(Bloomberg) -- Chat logs introduced as evidence by prosecutors at the Chicago spoofing trial of two former precious-metals traders for Bank of America Corp.’s Merrill Lynch unit show one of them, Edward Bases, bragging about how easy it was to manipulate prices.
On Jan. 28, 2009, when Bases was working at Deutsche Bank AG, he put out bids to buy 2,740 gold futures contracts valued around $244 million over the course of four and a half minutes, according to Maria Garibotti, a vice president at Analysis Group who studied exchange and trading data for prosecutors. More than 98% were canceled without being filled, she said.
As prices rose, a fellow Deutsche Bank trader Bases coordinated with sold his 170 contracts valued at $15,172,500, Garibotti told jurors on Wednesday. Her testimony continued Thursday.
“that does show u how easy it is to manipulate it sometimes,” Bases wrote minutes after the trading in a chat message sent to the other Deutsche Bank trader, Cedric Chanu, according to Garibotti. Chanu and another Deutsche Bank trader, James Vorley, were sentenced last month to a year in prison each for their convictions in 2020 on spoofing charges at a separate trial.
“I f..k the mkt around a lot,” Bases said in another message.
Bases and fellow Merrill Lynch trader John Pacilio face federal fraud charges for allegedly spoofing the futures market from 2008 to 2014.
Another episode described by Garibotti involved trades by Bases and Pacilio on Aug. 9, 2010, when both were working at Merrill Lynch.
That day, Bases placed an order to buy 10 contracts of platinum, with six being filled at placement, she said. Less than 10 seconds after Bases placed that buy order, Pacilio placed an order to sell 205 contracts for $15,856,750, which was almost 90% of what was visible on the exchange order book, Garibotti said. The price went down, and the rest of Bases’ order was filled, she said.

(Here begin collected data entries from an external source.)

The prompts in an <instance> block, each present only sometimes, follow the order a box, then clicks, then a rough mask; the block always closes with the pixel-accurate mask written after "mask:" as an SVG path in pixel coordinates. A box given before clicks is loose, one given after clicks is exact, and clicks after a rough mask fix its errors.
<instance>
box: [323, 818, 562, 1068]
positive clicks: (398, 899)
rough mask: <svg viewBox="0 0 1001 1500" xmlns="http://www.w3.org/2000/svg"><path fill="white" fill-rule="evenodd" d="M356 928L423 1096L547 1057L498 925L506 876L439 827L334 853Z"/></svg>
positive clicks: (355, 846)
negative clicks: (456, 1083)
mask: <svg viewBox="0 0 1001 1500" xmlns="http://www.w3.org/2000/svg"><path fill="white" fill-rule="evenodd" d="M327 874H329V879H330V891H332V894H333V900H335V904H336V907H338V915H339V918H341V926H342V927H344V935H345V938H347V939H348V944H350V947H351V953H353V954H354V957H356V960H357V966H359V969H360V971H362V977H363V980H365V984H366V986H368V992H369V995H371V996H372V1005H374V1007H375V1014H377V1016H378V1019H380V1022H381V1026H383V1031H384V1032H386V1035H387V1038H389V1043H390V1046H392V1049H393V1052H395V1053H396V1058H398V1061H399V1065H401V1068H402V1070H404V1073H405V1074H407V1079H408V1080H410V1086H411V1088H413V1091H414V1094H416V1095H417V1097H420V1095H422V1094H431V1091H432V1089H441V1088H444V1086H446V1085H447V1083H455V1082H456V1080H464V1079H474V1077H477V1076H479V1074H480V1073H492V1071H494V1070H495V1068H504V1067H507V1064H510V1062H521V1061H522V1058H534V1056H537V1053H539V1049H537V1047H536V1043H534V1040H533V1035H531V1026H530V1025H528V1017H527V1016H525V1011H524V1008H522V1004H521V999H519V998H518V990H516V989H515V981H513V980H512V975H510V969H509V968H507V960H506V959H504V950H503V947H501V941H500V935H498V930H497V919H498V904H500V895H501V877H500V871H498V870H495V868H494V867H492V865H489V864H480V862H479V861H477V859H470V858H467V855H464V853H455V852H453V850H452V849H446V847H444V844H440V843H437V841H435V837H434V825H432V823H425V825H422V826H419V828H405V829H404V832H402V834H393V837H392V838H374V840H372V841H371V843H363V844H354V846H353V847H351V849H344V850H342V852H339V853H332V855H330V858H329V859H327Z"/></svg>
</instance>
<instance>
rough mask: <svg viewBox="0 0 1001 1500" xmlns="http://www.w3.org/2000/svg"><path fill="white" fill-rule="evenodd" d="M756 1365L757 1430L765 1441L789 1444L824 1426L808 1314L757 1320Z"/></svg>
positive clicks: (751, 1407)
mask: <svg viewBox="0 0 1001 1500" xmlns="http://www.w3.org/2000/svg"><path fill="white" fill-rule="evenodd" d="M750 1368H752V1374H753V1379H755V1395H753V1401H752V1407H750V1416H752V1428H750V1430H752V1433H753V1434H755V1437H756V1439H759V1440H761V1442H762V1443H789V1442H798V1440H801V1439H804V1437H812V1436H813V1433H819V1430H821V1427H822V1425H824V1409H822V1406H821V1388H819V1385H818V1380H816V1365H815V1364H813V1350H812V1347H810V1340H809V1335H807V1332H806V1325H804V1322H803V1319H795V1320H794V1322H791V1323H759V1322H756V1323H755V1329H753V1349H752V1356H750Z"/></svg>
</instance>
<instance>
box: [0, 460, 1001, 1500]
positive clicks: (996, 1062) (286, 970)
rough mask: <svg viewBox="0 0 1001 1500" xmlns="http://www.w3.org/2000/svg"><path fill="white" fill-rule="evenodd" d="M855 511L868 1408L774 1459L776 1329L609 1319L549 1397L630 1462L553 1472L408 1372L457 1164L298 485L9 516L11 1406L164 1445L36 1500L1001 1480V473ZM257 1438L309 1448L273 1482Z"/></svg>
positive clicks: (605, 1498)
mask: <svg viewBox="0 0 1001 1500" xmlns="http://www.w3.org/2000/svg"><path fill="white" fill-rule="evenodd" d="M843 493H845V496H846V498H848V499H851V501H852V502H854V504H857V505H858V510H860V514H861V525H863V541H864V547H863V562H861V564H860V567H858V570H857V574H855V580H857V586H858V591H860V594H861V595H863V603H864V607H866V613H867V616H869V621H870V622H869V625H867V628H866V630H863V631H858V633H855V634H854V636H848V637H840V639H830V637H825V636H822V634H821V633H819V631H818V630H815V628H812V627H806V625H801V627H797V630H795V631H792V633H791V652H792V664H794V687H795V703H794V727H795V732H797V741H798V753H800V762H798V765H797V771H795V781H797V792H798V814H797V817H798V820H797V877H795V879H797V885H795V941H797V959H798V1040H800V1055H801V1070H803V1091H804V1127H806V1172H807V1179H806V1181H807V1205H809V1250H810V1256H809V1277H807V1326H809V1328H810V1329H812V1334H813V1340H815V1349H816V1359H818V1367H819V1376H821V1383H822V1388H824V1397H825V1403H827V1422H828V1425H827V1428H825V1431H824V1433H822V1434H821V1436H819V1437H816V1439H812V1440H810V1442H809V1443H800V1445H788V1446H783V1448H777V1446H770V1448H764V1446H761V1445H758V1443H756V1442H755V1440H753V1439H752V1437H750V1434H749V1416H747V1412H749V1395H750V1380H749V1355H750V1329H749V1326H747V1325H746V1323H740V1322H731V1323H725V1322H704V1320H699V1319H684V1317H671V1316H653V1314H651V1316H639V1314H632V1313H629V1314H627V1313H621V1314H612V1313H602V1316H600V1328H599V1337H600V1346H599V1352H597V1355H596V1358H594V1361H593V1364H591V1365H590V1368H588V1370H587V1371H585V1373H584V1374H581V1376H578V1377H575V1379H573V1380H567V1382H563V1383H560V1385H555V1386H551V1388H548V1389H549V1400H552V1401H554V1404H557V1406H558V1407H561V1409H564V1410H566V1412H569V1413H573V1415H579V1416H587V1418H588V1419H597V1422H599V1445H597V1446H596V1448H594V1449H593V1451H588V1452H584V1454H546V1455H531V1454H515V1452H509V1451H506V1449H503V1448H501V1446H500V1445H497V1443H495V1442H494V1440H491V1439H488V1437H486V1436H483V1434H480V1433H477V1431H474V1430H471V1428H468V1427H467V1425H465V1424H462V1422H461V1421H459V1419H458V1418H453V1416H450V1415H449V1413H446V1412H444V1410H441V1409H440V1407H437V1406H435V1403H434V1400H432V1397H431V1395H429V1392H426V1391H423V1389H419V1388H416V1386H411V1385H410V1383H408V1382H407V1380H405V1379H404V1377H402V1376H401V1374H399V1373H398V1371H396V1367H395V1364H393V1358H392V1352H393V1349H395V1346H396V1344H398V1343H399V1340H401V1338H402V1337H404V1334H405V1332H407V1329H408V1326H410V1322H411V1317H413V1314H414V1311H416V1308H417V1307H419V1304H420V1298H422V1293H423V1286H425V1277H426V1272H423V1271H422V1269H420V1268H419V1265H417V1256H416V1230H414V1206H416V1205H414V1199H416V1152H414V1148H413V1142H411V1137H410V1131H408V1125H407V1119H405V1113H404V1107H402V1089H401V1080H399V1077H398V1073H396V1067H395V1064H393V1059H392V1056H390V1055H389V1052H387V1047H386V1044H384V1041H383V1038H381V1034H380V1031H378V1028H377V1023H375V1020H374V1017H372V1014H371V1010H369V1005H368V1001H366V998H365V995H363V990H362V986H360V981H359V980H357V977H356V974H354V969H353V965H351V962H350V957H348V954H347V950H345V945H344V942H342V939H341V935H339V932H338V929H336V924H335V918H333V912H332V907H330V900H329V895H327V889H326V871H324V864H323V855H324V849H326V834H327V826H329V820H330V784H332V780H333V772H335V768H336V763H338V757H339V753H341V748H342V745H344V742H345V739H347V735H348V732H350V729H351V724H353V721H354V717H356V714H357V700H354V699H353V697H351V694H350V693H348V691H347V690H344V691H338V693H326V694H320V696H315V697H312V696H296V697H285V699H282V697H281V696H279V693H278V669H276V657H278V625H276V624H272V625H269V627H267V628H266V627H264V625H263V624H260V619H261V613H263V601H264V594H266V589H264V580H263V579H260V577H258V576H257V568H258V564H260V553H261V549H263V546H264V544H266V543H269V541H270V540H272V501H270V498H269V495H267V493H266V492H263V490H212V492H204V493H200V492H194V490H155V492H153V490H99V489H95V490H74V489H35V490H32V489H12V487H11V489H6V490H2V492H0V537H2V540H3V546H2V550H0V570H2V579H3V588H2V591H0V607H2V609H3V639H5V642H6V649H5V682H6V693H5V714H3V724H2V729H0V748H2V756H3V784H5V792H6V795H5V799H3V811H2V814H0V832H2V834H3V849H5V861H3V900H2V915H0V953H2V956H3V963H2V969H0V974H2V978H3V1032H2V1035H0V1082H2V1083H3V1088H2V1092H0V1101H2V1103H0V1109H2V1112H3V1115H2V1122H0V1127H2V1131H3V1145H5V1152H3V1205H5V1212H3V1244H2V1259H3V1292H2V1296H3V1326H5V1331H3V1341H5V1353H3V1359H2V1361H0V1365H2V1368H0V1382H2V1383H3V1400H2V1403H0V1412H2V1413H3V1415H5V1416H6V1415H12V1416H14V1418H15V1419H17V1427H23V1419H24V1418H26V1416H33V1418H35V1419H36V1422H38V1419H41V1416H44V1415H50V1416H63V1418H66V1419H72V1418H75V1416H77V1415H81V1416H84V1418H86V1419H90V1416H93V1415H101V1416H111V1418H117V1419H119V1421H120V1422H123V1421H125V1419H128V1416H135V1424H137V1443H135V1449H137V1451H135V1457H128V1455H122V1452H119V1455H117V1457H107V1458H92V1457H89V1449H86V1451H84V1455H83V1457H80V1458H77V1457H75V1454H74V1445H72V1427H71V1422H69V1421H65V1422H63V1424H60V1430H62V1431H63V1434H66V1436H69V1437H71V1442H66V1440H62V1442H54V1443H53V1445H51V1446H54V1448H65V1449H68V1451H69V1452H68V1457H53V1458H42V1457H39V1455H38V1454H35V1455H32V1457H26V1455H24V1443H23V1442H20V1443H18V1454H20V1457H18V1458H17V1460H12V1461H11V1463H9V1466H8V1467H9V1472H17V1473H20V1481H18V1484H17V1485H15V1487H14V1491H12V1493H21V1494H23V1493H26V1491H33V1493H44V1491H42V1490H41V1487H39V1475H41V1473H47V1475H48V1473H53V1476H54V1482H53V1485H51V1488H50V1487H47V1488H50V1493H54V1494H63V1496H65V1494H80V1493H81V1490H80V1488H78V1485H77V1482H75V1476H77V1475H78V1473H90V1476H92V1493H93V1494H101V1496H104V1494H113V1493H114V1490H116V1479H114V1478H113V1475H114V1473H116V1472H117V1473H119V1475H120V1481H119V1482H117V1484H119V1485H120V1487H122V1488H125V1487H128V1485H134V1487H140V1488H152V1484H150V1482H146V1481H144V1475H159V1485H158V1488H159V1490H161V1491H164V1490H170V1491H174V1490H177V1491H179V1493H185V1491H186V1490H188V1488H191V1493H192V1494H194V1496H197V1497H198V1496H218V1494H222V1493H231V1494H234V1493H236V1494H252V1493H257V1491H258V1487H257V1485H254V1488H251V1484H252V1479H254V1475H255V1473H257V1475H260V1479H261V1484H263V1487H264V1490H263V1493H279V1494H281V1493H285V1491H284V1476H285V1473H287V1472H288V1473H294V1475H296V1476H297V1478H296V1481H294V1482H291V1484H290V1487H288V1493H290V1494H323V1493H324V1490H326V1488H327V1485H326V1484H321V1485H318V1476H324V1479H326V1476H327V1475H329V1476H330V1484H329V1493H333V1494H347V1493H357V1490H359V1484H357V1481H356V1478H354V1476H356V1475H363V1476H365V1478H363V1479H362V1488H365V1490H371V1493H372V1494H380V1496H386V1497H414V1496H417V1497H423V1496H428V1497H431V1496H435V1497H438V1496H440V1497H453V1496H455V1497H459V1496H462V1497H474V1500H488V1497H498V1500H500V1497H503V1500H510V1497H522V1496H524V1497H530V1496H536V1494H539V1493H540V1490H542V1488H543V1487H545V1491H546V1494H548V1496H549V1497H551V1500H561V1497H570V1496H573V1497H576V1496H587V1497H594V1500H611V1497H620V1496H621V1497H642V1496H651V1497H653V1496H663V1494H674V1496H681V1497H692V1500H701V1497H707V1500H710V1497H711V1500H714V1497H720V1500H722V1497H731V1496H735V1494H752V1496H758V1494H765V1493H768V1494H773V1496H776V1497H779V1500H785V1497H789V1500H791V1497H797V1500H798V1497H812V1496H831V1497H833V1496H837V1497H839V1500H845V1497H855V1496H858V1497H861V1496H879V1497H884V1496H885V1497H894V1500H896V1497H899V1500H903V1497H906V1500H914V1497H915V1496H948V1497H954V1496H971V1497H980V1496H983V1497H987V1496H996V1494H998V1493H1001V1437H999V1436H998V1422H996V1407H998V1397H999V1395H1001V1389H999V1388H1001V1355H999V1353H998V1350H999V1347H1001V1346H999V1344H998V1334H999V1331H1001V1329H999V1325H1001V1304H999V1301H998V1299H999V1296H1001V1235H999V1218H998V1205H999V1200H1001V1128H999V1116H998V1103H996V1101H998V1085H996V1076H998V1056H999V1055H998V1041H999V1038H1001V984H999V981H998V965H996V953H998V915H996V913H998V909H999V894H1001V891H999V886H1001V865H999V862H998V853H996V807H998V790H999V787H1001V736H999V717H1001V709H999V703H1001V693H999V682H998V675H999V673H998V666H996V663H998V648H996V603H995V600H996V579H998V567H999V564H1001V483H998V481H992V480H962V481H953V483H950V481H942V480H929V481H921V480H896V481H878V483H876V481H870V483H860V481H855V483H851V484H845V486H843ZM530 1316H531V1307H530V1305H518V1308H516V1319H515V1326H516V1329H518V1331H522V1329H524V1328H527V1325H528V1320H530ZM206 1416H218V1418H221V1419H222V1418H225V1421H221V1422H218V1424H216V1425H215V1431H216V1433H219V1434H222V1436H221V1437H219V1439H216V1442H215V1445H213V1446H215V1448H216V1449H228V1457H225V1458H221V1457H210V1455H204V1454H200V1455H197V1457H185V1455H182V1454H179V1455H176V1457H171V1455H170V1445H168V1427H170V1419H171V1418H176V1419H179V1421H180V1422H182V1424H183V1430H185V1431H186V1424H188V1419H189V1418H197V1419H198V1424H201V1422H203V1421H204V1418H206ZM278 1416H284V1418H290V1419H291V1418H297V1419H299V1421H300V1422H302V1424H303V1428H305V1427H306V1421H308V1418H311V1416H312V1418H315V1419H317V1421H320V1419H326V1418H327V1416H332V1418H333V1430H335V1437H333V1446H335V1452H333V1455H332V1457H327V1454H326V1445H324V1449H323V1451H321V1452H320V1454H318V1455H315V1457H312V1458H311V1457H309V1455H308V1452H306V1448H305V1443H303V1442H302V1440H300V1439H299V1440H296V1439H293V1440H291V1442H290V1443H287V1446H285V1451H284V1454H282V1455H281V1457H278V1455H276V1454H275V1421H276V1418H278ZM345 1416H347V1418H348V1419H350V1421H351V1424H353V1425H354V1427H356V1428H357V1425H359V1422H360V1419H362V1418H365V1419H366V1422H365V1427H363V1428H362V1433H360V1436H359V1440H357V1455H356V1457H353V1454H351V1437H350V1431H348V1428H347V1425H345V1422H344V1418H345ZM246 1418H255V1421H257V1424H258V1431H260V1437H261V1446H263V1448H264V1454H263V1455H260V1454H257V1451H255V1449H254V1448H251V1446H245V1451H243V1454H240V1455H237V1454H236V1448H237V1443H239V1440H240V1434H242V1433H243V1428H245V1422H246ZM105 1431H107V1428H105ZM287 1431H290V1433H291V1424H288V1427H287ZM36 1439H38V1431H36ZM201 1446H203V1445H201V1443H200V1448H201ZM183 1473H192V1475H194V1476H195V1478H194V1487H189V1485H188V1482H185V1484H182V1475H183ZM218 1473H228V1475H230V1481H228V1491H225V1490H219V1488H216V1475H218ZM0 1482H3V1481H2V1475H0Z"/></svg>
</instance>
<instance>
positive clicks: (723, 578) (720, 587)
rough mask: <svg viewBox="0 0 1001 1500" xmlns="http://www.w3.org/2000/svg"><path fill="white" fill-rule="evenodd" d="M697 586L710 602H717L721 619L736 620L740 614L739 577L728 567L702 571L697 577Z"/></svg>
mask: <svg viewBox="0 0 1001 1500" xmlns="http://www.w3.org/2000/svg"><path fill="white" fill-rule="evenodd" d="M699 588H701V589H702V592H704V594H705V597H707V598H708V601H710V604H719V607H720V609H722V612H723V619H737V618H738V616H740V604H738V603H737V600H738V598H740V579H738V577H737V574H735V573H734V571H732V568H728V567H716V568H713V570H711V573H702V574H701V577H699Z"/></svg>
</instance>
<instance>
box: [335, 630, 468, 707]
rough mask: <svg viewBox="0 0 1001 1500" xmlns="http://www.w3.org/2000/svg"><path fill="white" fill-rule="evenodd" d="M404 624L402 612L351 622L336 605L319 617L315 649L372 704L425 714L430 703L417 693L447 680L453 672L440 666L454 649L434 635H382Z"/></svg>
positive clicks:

Less than a second later, Pacilio’s sell order was canceled, she said.
Garibotti said employees at Analysis Group put in about 3,000 hours studying data in this case over the course of several years, billing the government $1.2 million for its work.
During testimony on Thursday, Garibotti was asked by a defense lawyer to describe an order Pacilio placed on April 17, 2014. The so-called iceberg order, which is divided up into smaller limit orders to avoid disclosing how big it is, was for 20 silver contracts, each covering 5,000 ounces of the metal, at $19.63 an ounce. That was about 0.5 cent less than the best offer in the market at the time.
“Despite this massive, $1,963,000 notional value, the difference we’re talking about between where Mr. Pacilio placed his offer to buy and the best offer to sell at $19.635, was $500?” Pacilio’s defense lawyer, Matthew Menchel, asked Garibotti during cross examination.
“That’s right, with the caveat we don’t know how many contracts were available at that price,” Garibotti said, adding later under questioning from the prosecutor that the price differential between the two sell orders only lasted for 1.6 seconds because Pacilio canceled his.
In opening arguments Tuesday, Bases’ defense attorney told the jury that once her client understood spoofing was illegal, he stopped doing it, and that nearly all the conduct the government identified was before the enactment of the Dodd-Frank Act, which specifically prohibited spoofing.
The next prosecution witness is expected to be Harnaik Lakhan, a trader who worked with Pacilio and Bases and is cooperating with the government.
The case is U.S. v. Bases et al, 18-cr-00048, U.S. District Court, Northern District of Illinois (Chicago).
(Updates with cross examination during Wednesday proceedings.)